The Energy Security Issue: Africa is energy impoverished. The total installed electricity capacity in Africa is 147 GW, equivalent to what China installs in one or two years. The whole of Nigeria has an installed capacity equal to that of London’s Heathrow Airport. Africa needs to increase its capacity by at least 6 per cent per year to stand a chance of meeting universal access by 2050. Unless this gap is closed, Africa will remain a dark and poor continent. The question that arises is whether these new promises of climate finance from rich countries will help to fund energy security in Africa, especially when they are most likely to come with tough conditionalities, including the defunding of coal, oil and gas investments?

It is instructive that while many rich countries are pledging to stop investment in gas in Africa, many still retain gas as a part of their long-term energy portfolio. It is also telling that China’s pledge to end coal production does not cover domestic coal, which accounts for well over 55 per cent of its domestic energy consumption. African leaders must therefore focus on how to unlock the scale of finance and investment needed to secure energy security for Africa now and in the years to come. Unless there is a radical change, over 40 per cent of e thAfrican population will still be cooking with dirty wood fuel, charcoal and animal dung by 2050. Making finance flows consistent with pathway towards low GHG emissions and climate-resilient development, is critical to meeting commitment of the Paris Agreement and the developmental needs of Africa.

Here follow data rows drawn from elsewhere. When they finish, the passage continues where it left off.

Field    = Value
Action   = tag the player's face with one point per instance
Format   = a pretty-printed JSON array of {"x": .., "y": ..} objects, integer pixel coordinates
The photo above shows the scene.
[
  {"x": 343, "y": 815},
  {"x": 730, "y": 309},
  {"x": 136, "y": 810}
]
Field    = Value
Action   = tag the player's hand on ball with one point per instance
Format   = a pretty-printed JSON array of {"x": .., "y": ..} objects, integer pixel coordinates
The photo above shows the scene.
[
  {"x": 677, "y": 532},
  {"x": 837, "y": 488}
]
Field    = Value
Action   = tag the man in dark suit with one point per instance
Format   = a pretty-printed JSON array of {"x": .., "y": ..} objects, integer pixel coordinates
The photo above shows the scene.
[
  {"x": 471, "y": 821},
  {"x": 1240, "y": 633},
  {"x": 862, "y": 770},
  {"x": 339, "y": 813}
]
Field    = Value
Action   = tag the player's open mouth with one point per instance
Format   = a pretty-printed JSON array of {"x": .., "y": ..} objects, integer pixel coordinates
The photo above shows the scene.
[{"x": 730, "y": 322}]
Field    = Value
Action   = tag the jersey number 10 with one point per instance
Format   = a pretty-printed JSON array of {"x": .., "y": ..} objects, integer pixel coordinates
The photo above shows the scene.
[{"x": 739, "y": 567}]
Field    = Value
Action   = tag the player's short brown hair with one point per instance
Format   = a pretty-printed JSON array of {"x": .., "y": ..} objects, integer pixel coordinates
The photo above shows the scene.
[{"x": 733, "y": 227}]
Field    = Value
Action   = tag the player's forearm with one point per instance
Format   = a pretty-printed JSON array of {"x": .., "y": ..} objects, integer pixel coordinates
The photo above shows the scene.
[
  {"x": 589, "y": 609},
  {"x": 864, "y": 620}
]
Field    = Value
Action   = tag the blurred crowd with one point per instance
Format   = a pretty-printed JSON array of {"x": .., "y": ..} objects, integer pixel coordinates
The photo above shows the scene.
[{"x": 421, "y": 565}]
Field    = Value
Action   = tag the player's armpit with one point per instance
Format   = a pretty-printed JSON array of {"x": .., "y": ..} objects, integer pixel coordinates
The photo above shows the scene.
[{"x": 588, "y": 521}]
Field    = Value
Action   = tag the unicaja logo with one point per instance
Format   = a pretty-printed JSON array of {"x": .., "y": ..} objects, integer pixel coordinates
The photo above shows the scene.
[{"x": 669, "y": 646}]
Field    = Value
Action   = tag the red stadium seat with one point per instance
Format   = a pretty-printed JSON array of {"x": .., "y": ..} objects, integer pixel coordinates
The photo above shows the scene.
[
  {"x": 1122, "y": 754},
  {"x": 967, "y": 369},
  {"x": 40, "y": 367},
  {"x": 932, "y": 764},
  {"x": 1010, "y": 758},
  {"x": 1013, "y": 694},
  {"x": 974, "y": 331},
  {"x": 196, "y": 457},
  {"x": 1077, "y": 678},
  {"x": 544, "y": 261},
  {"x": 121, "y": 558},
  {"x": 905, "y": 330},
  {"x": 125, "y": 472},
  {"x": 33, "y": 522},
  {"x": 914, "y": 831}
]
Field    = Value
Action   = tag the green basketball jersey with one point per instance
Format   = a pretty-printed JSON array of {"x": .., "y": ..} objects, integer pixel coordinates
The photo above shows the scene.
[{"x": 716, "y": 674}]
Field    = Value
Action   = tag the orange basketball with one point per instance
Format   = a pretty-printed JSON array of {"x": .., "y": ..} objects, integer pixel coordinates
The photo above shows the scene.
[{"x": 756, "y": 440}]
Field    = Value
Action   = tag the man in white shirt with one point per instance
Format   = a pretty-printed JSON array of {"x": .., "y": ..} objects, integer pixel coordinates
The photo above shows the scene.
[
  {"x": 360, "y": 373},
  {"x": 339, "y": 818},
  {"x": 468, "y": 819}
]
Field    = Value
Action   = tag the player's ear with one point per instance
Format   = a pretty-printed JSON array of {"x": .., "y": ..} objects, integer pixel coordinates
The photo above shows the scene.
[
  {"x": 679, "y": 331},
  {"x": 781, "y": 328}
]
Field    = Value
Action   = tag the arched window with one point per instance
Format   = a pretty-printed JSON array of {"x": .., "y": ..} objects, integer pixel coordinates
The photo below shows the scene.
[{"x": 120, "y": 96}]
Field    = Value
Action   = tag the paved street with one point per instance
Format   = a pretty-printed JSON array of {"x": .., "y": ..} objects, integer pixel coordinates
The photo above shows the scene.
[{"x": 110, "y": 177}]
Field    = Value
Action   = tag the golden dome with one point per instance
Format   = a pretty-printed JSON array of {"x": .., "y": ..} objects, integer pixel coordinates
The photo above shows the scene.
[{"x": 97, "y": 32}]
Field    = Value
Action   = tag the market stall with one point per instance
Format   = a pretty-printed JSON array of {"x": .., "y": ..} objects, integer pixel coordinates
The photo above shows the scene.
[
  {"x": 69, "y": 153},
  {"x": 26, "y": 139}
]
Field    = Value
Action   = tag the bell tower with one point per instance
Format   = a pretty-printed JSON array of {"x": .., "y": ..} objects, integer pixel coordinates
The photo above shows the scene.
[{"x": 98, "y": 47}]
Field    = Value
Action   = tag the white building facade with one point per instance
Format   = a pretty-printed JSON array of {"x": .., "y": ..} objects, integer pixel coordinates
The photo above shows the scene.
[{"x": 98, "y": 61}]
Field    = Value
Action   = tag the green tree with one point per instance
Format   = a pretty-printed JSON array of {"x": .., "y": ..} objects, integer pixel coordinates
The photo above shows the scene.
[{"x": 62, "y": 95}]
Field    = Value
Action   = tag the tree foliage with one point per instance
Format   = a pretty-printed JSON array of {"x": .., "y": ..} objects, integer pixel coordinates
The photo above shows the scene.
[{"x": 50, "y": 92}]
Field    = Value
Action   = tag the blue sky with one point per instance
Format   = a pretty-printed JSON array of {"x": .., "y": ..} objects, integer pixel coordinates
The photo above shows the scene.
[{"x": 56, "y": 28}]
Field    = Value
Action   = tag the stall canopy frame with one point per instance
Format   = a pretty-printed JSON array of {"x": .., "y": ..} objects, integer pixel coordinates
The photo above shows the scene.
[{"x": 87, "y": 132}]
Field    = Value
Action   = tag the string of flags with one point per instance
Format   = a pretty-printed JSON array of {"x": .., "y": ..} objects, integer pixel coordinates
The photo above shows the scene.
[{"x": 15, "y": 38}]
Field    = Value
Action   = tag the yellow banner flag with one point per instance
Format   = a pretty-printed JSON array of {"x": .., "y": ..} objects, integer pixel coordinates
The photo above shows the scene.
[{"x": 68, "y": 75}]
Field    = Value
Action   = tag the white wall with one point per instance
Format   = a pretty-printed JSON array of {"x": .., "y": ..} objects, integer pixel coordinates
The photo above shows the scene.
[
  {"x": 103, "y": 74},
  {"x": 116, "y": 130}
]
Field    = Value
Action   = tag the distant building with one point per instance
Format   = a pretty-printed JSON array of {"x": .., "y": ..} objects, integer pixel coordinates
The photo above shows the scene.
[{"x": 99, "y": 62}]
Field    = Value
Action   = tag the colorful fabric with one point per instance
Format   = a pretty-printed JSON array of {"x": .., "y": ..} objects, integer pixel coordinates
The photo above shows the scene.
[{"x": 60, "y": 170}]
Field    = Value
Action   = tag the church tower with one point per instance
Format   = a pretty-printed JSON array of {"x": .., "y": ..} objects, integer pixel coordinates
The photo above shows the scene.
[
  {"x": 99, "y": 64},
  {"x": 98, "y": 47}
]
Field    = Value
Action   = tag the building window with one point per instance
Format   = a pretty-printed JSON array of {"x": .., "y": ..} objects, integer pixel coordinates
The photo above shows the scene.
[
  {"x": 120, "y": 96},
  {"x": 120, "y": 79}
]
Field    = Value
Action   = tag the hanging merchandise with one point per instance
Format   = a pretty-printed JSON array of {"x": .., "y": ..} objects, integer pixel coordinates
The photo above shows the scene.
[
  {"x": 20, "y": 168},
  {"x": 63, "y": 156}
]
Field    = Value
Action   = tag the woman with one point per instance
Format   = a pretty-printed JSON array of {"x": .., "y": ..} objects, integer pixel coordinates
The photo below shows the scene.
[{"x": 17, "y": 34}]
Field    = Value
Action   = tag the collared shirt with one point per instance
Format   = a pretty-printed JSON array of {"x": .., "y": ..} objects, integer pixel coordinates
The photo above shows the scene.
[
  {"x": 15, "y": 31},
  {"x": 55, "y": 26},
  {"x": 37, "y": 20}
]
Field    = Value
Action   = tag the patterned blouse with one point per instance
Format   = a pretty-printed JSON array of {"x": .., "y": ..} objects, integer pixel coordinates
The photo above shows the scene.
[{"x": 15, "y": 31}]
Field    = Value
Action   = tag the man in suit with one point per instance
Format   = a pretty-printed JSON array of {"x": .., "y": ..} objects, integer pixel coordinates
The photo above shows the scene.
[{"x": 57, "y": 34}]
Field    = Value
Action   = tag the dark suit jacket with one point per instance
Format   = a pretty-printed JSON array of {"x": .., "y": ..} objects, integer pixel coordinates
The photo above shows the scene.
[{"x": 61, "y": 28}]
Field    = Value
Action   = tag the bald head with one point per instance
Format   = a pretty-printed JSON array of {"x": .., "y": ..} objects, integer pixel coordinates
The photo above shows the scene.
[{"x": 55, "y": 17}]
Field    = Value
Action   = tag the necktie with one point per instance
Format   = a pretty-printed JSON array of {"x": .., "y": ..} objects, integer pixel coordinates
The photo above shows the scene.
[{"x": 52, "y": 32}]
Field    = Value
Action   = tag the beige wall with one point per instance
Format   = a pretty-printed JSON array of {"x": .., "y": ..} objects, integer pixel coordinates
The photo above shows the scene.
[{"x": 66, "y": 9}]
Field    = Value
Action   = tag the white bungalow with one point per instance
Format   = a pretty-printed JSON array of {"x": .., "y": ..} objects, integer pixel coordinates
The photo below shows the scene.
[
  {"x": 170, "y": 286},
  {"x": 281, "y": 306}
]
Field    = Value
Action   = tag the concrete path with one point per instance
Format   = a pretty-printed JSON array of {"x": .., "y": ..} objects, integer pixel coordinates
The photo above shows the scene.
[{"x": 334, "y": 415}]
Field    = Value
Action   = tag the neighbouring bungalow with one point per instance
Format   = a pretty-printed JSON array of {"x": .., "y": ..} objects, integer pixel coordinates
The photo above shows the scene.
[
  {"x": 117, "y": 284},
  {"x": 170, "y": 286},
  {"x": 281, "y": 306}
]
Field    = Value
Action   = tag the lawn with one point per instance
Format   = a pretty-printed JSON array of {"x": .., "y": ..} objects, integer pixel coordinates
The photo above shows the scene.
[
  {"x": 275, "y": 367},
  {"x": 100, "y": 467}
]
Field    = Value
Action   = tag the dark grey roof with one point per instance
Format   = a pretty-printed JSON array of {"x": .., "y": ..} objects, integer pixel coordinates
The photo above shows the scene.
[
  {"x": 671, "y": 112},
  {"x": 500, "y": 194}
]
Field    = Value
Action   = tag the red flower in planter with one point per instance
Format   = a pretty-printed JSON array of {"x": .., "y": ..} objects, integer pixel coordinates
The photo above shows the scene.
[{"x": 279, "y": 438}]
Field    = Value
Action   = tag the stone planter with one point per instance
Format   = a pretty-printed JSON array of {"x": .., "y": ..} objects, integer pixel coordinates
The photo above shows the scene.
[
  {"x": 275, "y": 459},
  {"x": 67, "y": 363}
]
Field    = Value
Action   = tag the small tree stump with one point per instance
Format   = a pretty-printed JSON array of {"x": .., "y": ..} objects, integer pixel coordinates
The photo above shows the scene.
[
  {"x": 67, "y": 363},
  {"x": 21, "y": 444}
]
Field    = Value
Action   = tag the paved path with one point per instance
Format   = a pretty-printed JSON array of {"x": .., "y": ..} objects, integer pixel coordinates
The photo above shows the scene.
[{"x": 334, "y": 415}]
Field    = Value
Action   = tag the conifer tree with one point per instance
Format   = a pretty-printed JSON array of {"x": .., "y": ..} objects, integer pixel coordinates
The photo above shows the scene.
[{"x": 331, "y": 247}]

External and Internal Transparency. A landscape of loosely defined, fragmented, unpredictable and opaque climate finance will not foster the end of climate insolvency in Africa but could rather impose new risks on all. Africa must ask for an increase in the overall amount of climate finance but also that a specific percentage devoted specifically to the continent. At COP26, Africa should ask for greater transparency and accountability to ensure that rich countries are not robbing traditional ODA to pay their climate finance bills. Beyond the COP, African leaders must vigorously reject climate finance conditionalities that seek to compromise the energy security of their countries, while at the same time showing demonstratable commitment to embrace renewables as the energy of the future. Africa must also invest its resources to develop capabilities in the manufacturing and deployment of renewable energy technologies to meet their growing energy demands.  They must know that switching from dependence on the importation of fossil fuel from Europe to dependence on Chinese imported solar panels is not a good definition of sustainable green transition for Africa.

Chukwumerije Okereke is the Director, Centre for Climate Change and Development, Alex-Ekwueme Federal University Ndufu-Alike, Nigeria.